The Enquirer also found that on July 15, 1971, Hamilton County Common Please Court Judge William R. Matthews ruled the state fluoridation laws unconstitutional. The Ohio Supreme Court overturned his ruling on Nov. 19, 1975, in the case City of Cincinnati v. Whitman, claiming that the court lacked jurisdiction because the director of health was not present.

In a meeting July 21, the Obsolete and Ambiguous Language Committee, a subsection of the task force responsible for making non-controversial recommendations for the November ballot, decided to sit on the issue and present the controversy to the city solicitor’s office.

“What I was personally unaware of was how many people are out there that are raising what seem to be perfectly rational arguments against fluoridation of municipal water supplies,” said Morgan, jokingly renaming the commission the “Fluoridation Committee.”

“I thought that was the realm of crackpots in the ’70s.”

Any changes proposed by the subcommittee would have a long way to go. Changes to the city charter would go to Cincinnati City Council and then would have be approved by voters.

Hannah Haney contributed.

THE FLUORIDE QUESTION

City Charter – Article XI: FLUORIDATION OF WATER

“Any ordinance enacted by the Council of the City of Cincinnati which provides for the fluoridation of water processed and distributed by the Cincinnati Water Works must first be approved by a majority of the electors voting on the question at a special or general election before said ordinance shall become effective, and any ordinance to fluoridate the water distributed by the Cincinnati Water Works that may have been enacted before this amendment is adopted shall cease to be effective until approved by a majority of electors voting on the question at a special or general election.”

2010 Water Fluoridation Statistics by states

How local states rank by percentage of water fluoridated:

State Rank Percent
Kentucky 1 99.9
Indiana 8 94.4
Ohio 16 87.7

Unfluoridated Ohio Cities

  • Celina (Mercer County)
  • Crestline (Crawford)
  • Dover (Tuscarawas)
  • Galion (Crawford)
  • Greenfield (Highland)
  • Greenville (Darke)
  • Lancaster (Fairfield)
  • Lockland (Hamilton)
  • Mansfield (Richland)
  • Mount Vernon (Knox)
  • New Carlisle (Clark)
  • New Philadelphia (Tuscarawas)
  • Oakwood (Montgomery)
  • Ohio Water Service-Washington Court House (Fayette)
  • St. Marys (Auglaize)
  • Springfield (Clark)
  • Troy (Miami)
  • Twin City-Dennison (Tuscarawas)
  • Urbana (Champaign)
  • Wilmington (Clinton)
  • Wooster (Wayne)
  • Xenia (Greene)

Sources: Centers for Disease Control and Prevention, Ohio Department of Health

ABOUT GREATER CINCINNATI WATER WORKS

• Supplies more than 48 billion gallons of water a year through 3,000 miles of water mains to about 235,000 residential and commercial accounts.

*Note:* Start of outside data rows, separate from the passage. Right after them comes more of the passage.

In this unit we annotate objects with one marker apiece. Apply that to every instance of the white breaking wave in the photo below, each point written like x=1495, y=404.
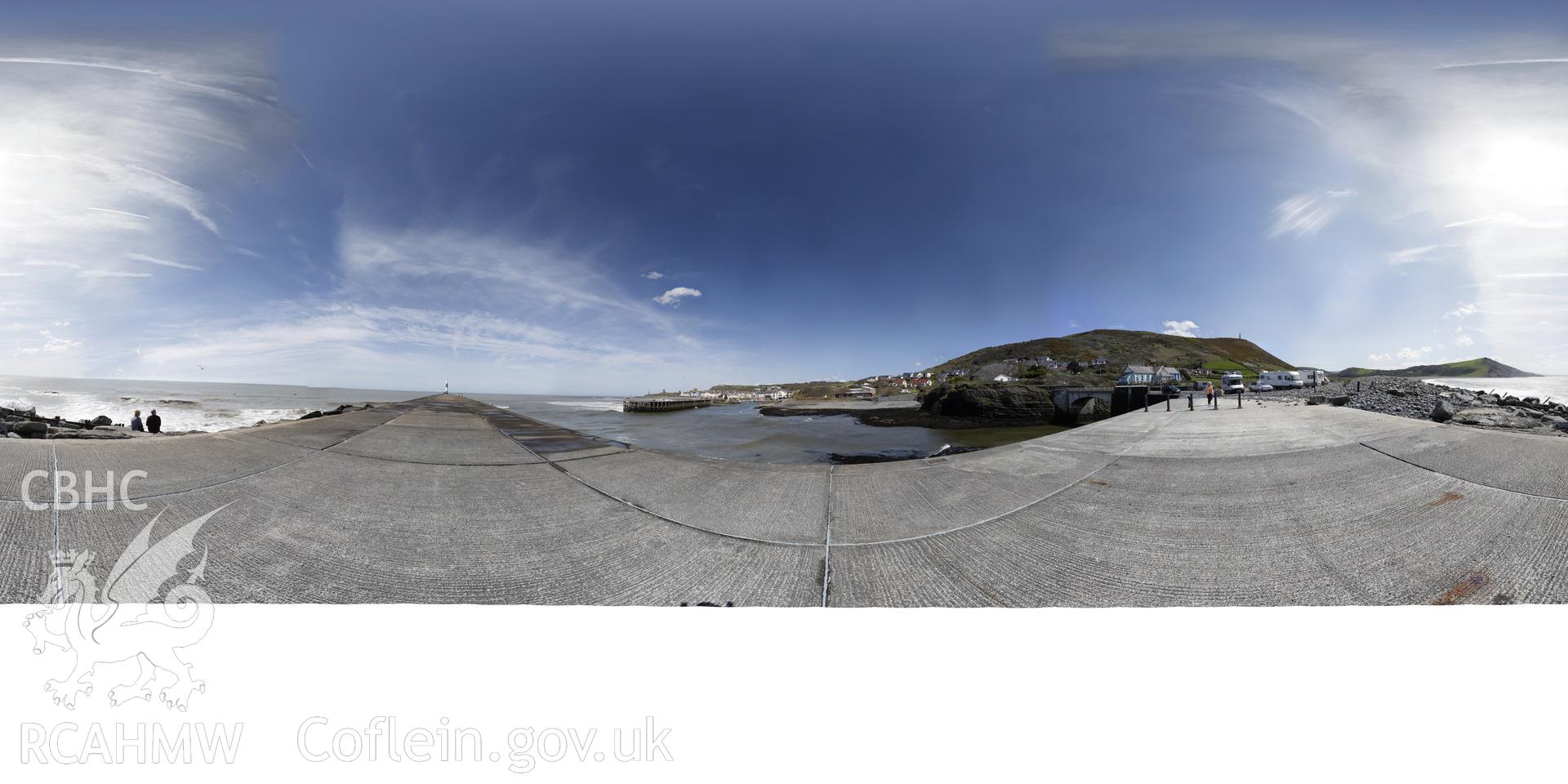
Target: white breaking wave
x=591, y=405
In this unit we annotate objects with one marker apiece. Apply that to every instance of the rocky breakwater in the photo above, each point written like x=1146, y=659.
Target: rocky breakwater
x=1414, y=399
x=27, y=424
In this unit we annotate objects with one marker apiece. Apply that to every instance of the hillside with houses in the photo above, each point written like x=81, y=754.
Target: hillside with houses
x=1109, y=353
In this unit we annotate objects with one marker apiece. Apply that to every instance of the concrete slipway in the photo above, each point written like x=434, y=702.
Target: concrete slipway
x=446, y=499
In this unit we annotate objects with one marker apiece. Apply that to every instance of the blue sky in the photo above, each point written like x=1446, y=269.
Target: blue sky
x=623, y=196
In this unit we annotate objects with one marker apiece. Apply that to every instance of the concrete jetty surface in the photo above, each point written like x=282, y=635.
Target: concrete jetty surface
x=446, y=499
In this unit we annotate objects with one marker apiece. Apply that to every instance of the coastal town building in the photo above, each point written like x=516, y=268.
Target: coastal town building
x=1148, y=375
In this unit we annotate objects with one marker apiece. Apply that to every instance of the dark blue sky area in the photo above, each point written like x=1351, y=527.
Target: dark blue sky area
x=852, y=190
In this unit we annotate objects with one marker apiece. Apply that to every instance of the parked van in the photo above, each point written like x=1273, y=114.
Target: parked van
x=1281, y=378
x=1313, y=376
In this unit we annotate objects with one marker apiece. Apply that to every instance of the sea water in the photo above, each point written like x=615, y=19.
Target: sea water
x=1544, y=388
x=737, y=431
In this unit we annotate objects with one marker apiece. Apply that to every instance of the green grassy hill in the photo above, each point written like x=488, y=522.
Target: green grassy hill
x=1484, y=368
x=1123, y=347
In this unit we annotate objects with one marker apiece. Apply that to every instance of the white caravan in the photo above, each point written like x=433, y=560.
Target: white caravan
x=1314, y=378
x=1281, y=378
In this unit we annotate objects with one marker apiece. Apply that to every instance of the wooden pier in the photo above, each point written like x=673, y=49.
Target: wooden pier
x=662, y=403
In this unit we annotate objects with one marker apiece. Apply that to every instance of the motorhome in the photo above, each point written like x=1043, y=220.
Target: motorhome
x=1281, y=378
x=1313, y=376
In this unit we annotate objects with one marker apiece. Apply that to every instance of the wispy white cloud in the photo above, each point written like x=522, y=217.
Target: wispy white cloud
x=675, y=295
x=1474, y=151
x=110, y=274
x=54, y=345
x=1302, y=216
x=1410, y=255
x=109, y=149
x=163, y=262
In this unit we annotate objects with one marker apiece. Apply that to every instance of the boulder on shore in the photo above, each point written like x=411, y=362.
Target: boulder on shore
x=1090, y=410
x=30, y=430
x=1000, y=402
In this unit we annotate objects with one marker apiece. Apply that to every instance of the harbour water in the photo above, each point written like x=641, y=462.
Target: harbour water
x=717, y=431
x=1544, y=388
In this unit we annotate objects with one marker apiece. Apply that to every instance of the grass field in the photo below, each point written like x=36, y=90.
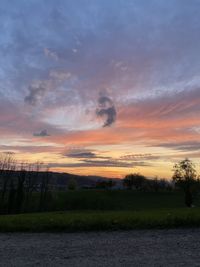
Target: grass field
x=115, y=200
x=93, y=210
x=73, y=221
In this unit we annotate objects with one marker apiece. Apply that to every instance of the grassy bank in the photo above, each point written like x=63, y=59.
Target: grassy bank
x=108, y=200
x=100, y=220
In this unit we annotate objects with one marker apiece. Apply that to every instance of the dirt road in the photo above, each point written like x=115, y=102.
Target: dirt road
x=132, y=248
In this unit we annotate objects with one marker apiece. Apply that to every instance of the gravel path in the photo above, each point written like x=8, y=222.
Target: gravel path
x=131, y=248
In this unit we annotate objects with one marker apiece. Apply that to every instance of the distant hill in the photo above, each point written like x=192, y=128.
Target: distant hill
x=61, y=180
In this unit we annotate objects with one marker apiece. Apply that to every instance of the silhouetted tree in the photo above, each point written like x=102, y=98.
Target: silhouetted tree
x=44, y=189
x=11, y=197
x=185, y=177
x=20, y=188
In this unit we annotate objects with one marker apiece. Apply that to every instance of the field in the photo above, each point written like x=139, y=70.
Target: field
x=111, y=200
x=106, y=210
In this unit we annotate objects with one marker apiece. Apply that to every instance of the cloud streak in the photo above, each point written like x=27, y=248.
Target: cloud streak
x=106, y=109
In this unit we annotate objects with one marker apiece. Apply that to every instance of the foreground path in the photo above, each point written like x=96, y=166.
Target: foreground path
x=132, y=248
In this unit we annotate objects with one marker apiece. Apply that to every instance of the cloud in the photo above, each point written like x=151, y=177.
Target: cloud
x=139, y=157
x=182, y=146
x=50, y=54
x=35, y=94
x=43, y=133
x=83, y=153
x=106, y=109
x=100, y=163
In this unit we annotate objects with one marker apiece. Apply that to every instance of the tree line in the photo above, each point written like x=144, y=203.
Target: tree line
x=19, y=181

• Serves the entire city of Cincinnati, most of Hamilton County and parts of Butler and Warren counties in Ohio; Boone County and Florence in Kentucky.

• What the agency says about fluoride:

“Fluoride is added to the water to protect teeth, as required by state law passed in 1969. According to the American Dental Association, persons who drink fluoridated water have a 20% to 40% reduction in the number of cavities that would have occurred without fluoride. Some home filtration devices remove fluoride. Bottled water may not contain fluoride.”